The 2nd Annual Conference of the National Forum of Forest People and Forest Workers (NFFPFW) commenced here with hundreds of delegates deliberating on diverse issues ranging from community control of forests, environmental politics and livelihood, privatisation of forests - role of International Financial Institutions and future of forest communities, and challenges before the youth.
NFFPFW members from 16 states converged at Dr. Vinayan Nagar after the massive rally yesterday, when over 15,000 marched to the Jharkhand Governor's Residence and demanded the immediate passing of the Forest Bill 2005. Medha Patkar from the Narmada Bachao Andolan and Dr. Ram Dayal Munda, Former Vice Chancellor of Ranchi University addressed the public meeting, amongst others.'
The challenge before our movement is formidable it is to reverse existing legislation and bring in progressive policies that recognize the right of communities over forests', said NFFPFW Convenor Ashok Choudhry.
The Forum has identified the passing of the Forest Bill 2005 as one of the key milestones in achieving this aim. The Bill is in a draft stage and is expected to be tabled in the Parliament in the upcoming winter session. During a workshop deliberating on the nature of the Forest Rights Bill, delegates came up with innovative suggestions. For instance, it was suggested that land rights should belong to the community rather than to individuals, who could be coerced or lured into selling their land. The need for forest dwellers to organize to process and market forest produce was also stressed.

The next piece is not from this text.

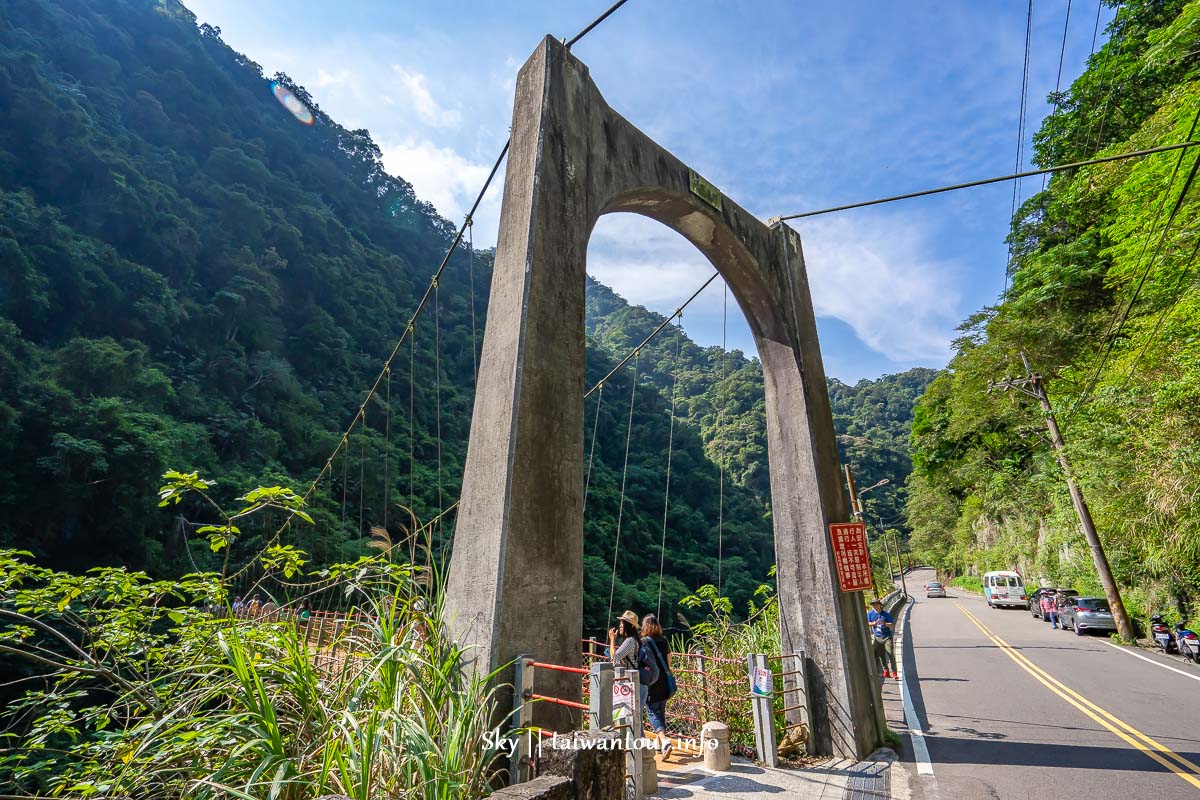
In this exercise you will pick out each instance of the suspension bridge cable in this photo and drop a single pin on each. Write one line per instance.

Another point on which delegates were unanimous was the need for the indigeneous peoples' perception of forests as a resource to be incorporated into the legislation.

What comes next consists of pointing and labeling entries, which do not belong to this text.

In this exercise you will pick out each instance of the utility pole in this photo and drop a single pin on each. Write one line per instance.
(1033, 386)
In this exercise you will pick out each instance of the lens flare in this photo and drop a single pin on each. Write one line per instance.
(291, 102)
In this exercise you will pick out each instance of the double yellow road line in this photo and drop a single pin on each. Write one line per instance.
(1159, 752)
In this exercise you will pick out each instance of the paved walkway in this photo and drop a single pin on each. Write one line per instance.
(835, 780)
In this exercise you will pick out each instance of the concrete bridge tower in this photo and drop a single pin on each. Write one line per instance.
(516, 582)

'The forest department perceives the forest only as trees whereas we see it as an entire network of symbiotic livelihood systems, not just for humans but also for non-human life-forms,' asserted Suryamani, a grassroots tribal activist from the Jharkhand Jangal Bachao Andolan.
The Forum rejected the World Bank funded Community Forest Management (CFM) project in Madhya Pradesh. 'The World Bank project is part of a large strategy of handing over forests to big business for carbon trading and 'production' said Madhuri of the Jagrut Adivasi Dalit Sanghtan. The World Bank has been trying to push this project through mechanisms such as the tripartite stakeholder approach which has been rejected by the Sanghatan. 'Unfortunately the Government refuses to listen to peoples' groups and is acting as an agent of big business', she added.